# Can I make my own Excavator Substrate?



## Leeds (Jan 15, 2010)

I'm preparing a viv for some ackies and was wondering if there was any way to make my own excavator substrate. The excavator substrate allows you to use moisture to shape structures which once dried, are 'brittle' enough to burrow through and also resist tunnel collapse. 

The reason is I've heard that the zoo med stains all reptiles red. Also, it seems quite dear for what it is. 
Ackies burrow like mad and I'd like to give them a playground to shape as they please....(with some creative guidance given). 
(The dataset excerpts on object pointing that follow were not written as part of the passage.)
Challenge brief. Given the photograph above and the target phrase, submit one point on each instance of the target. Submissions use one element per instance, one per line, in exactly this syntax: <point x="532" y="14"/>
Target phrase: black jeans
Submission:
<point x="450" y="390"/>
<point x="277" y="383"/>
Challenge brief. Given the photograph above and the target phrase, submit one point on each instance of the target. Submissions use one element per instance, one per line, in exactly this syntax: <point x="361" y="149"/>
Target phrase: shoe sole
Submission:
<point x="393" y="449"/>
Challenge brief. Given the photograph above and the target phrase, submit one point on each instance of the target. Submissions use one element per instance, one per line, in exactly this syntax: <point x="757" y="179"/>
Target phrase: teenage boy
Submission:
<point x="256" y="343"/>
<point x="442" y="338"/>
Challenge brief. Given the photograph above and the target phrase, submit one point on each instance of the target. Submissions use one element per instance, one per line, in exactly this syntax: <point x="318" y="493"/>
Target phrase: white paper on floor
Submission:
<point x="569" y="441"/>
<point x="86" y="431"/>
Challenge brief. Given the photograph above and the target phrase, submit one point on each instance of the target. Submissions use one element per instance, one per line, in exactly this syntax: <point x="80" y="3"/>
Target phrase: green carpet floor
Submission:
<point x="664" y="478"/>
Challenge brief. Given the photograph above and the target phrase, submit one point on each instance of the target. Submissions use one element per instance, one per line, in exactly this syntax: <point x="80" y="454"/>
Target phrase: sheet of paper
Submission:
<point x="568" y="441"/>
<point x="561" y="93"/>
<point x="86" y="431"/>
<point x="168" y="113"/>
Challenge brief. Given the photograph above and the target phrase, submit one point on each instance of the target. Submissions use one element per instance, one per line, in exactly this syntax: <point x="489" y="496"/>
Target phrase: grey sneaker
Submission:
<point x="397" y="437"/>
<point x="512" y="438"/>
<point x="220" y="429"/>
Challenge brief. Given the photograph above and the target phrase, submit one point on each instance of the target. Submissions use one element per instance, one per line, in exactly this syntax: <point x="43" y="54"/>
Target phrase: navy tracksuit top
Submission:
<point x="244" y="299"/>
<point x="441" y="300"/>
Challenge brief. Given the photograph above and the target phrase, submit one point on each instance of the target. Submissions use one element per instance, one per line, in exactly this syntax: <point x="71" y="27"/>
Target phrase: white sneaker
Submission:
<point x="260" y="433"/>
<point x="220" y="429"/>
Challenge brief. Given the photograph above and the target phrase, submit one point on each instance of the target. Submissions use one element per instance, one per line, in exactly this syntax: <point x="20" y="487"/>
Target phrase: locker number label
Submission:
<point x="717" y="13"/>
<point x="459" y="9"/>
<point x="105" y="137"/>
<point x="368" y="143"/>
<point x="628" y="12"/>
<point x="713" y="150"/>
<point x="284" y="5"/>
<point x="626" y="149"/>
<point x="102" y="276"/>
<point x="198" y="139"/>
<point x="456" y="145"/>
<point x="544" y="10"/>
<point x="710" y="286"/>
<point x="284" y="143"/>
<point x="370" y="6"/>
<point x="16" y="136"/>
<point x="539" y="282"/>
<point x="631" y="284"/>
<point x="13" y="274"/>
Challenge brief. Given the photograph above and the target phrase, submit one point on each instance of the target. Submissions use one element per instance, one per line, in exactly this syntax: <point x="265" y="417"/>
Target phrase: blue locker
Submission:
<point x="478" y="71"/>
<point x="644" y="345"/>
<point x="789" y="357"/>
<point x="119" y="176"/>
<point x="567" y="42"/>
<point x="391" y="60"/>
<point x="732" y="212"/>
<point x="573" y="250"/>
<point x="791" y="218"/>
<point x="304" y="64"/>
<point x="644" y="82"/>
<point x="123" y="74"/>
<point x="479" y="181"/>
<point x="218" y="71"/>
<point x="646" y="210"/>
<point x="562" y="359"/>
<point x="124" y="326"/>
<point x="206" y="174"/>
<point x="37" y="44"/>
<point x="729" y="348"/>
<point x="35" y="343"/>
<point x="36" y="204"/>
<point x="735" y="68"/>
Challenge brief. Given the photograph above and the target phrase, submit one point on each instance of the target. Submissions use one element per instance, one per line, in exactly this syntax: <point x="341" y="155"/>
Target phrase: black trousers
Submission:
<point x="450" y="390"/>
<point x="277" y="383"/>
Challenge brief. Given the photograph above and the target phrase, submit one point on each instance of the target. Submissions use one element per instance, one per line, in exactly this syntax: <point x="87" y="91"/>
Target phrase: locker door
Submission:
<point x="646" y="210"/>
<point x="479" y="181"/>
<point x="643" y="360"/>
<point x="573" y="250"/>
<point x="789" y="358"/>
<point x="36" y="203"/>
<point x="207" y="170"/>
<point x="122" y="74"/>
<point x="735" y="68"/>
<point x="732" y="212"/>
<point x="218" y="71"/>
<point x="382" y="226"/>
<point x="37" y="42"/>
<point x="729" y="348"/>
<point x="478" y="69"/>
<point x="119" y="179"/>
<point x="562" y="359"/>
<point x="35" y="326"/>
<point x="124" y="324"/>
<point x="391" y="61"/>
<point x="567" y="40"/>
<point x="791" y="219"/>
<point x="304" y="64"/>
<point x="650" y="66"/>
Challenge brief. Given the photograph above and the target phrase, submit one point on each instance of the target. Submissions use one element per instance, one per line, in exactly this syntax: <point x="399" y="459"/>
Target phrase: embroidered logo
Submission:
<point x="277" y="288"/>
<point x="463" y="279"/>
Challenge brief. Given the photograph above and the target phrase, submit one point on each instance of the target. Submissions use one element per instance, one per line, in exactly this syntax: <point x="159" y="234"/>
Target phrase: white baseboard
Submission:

I was thinking of a mixture of playsand, top soil and clay powder. Though, I'm not entirely sure what proportions would work. Has anyone done this before? Has anyone achieved something similar with different materials?

All inputs are appreciated. 
:2thumb:


----------



## OrigamiB (Feb 19, 2008)

you could use clay, theres a guy in the invert section who has made some amazing dry vivs for T's with clay.

If you want similar qualities to the excavator stuff the shop I used to work at used to use a tortoise substrate? It was made by monkfield but can't for the life of me remember what it was. It was great stuff though, if you made it wet it would be shapeable and when dry would set rock solid/brittle. It didnt contain any dyes but if broken up when dry it was very dusty (only downside really).

Other then that experiment I guess? Try mixing up clay with topsoils and coir/sand until you get a good consistency


----------



## OrigamiB (Feb 19, 2008)

I believe it was this:
Tortoise Terrain 10 Litre


----------



## snake in the grass (Jul 12, 2010)

Most ackie keepers use a soil/sand mixture.
That's what I personally use and it holds well.
Ask in the dwarf monitor or monitor and tegu thread, there are loads of keepers active on there that will maybe give you some more ideas.


----------